Genetic Algorithm-Based Protocol for Coupling Digital Filtering and Partial Least-Squares Regression: Application to the Near-Infrared Analysis of Glucose in Biological Matrices

Abstract
A multivariate calibration procedure is described that is based on the use of a genetic algorithm (GA) to guide the coupling of bandpass digital filtering and partial least-squares (PLS) regression. The measurement of glucose in three different biological matrices with near-infrared spectroscopy is employed to develop this protocol. The GA is employed to optimize the position and width of the bandpass digital filter, the spectral range for PLS regression, and the number of PLS factors used in building the calibration model. The optimization of these variables is difficult because the values of the variables employ different units, resulting in a tendency for local optima to occur on the response surface of the optimization.
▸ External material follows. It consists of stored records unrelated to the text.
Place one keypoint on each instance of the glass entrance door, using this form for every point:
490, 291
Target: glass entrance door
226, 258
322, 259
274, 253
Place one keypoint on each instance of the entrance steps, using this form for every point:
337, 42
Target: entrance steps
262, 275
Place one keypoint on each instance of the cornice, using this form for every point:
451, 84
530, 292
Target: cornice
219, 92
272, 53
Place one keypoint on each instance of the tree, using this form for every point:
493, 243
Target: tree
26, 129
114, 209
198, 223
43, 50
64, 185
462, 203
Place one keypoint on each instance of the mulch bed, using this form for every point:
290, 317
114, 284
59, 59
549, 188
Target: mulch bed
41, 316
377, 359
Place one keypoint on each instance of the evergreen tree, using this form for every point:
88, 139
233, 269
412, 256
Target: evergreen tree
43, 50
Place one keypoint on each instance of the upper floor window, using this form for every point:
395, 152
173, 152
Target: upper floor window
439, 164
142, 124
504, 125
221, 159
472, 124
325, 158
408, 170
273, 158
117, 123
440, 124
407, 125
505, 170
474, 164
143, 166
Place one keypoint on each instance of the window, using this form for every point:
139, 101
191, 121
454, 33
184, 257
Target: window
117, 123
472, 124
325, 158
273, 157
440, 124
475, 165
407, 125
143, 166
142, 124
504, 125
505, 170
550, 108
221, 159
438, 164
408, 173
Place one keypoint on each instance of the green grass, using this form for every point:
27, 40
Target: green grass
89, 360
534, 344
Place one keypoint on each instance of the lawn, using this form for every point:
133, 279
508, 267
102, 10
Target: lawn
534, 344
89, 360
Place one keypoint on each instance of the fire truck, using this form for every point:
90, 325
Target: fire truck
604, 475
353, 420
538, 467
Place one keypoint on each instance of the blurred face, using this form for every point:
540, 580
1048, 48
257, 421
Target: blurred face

Two issues are found to be critical to the success of the optimization: the configuration of the GA and the development of an appropriate fitness function. An integer representation for the GA is employed to overcome the difficulty in optimizing variables that are dissimilar, and the optimal GA configuration is found through experimental design methods. Three fitness function calculations are compared for their ability to lead the GA to better calibration models. A fitness function based on the combination of the mean-squared error in the calibration set data, the mean-squared error in the monitoring set data, and the number of PLS factors raised to a weighting factor is found to perform best. Multiple random drawings of the calibration and monitoring sets are also found to improve the optimization performance. Using this fitness function and three random drawings of the calibration and monitoring sets, the GA found calibration models that required fewer PLS factors yet had similar or better prediction abilities compared to calibration models found through an optimization protocol based on a grid search method.